NBC News reports on how a lawsuit centering on earplug protection for US service makers has impacted maker 3M. The high income of health care CEOs, sales of new heart drugs, GSK’s profits, Biogen’s ALS therapy, health insurance pricing data, and more are also in industry news.

In other industry news —

Stat: Health Care’s High Rollers: As The Pandemic Raged, CEOs’ Earnings Surged

The CEOs of approximately 300 health care companies collectively took home more than $4.5 billion in 2021, according to a STAT analysis of hundreds of financial filings. Regeneron Pharmaceuticals CEO Leonard Schleifer represented 10% of that total on his own, pulling in an astounding $453 million. (Herman, Sheridan, Parker, Feuerstein and Ravindranath, 7/18)

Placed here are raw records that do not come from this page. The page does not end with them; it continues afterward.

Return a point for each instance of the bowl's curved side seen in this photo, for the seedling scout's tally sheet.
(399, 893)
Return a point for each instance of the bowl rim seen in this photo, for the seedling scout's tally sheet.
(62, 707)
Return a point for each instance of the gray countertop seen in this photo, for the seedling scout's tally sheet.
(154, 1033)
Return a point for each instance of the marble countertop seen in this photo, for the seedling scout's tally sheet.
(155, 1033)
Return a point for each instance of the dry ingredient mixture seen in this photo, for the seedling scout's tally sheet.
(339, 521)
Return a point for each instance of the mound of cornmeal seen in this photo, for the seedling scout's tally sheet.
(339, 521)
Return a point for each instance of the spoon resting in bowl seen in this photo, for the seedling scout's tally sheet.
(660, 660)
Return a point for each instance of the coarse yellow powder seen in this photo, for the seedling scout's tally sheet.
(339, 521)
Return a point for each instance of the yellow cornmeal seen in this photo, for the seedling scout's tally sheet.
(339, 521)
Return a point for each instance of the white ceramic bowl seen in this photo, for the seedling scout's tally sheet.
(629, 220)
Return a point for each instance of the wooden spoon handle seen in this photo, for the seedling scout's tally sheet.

The Washington Post: Opioid Maker Teva Agrees To Attempt $4.25 Billion Deal

If the deal is finalized, the company would pay $3 billion in cash and $1.2 billion in donated Narcan, the overdose-reversing drug, over 13 years. Approximately $100 million would be distributed to the tribes. The sum includes $650 million that the company already agreed to pay when settling cases with Texas, Florida, West Virginia and others. (Kornfield, 7/27)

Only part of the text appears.